TERRE HAUTE, Ind. (WTWO/AP) – The Vigo County government computer system was attacked by a malware program that has affected daily operations, according to a news release.
Sid Stamm, an associate professor at Rose-Hulman Institute of Technology’s Department of Computer Science and Software Engineering, said this has become a common occurrence on government servers.
“We’ve been seeing this pop up all over the place, many different government municipalities,” Stamm said. “Many different types of corporations. It’s kinda happening to everybody right now.”
Vigo County Commissioner Judith Anderson says commissioners were informed of a “ransomware” attack early Tuesday.
Employees are unable to access some information stored on internal servers.
According to the news release, the county IT department is working with its information technology security contractor to control the issue.
According to Stamm, if the county has the servers backed up, one solution would be erasing the data.
“If you’ve been keeping back ups of your software and your data, then the easiest thing to do is just to erase the affected computers and re-install from back ups,” Stamm explained. “Usually the IT department has to do this because it, you know, can be a little complicated when it involves a server. But that’s usually how remediation happens.”
All Vigo County government departments are open as usual; however there may be service interruption during the repair process.
Vigo County commissioners have not been able to confirm if the virus is malware or ransomware.
According to Stamm, ransomware is a software that once attached to a server, can lock up files and demand money for them to be released.

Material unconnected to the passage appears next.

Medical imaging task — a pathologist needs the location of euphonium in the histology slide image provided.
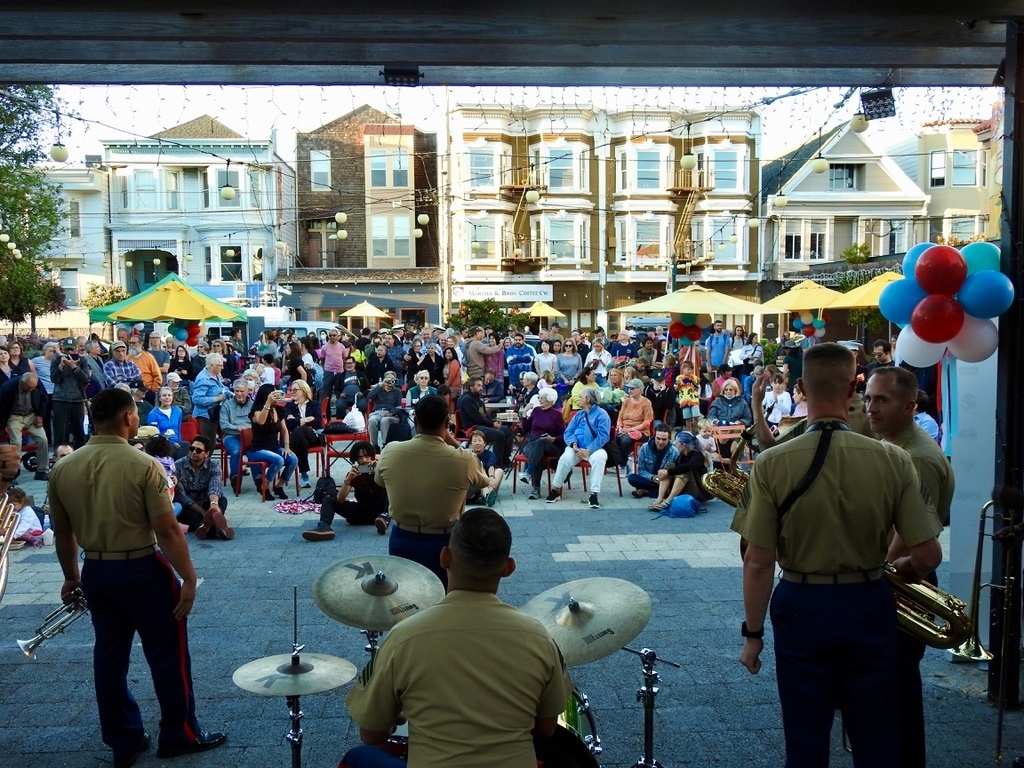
[700,470,972,648]
[17,590,89,658]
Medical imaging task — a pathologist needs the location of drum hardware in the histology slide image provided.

“So the bad guys don’t really care what information they’ve locked up. The bad guys care that they’ve locked it up and you will pay them money to get it back,” Stamm explained. “So they’re not actually gonna use that information, but they’re relying on you needing that information.”
Commissioner Brendan Kearns was able to confirm there is no evidence of any personal information being compromised by the attack.
LaPorte County in northwest Indiana was the target of a ransomware attack earlier this month, paying $132,000 to regain control of its computers.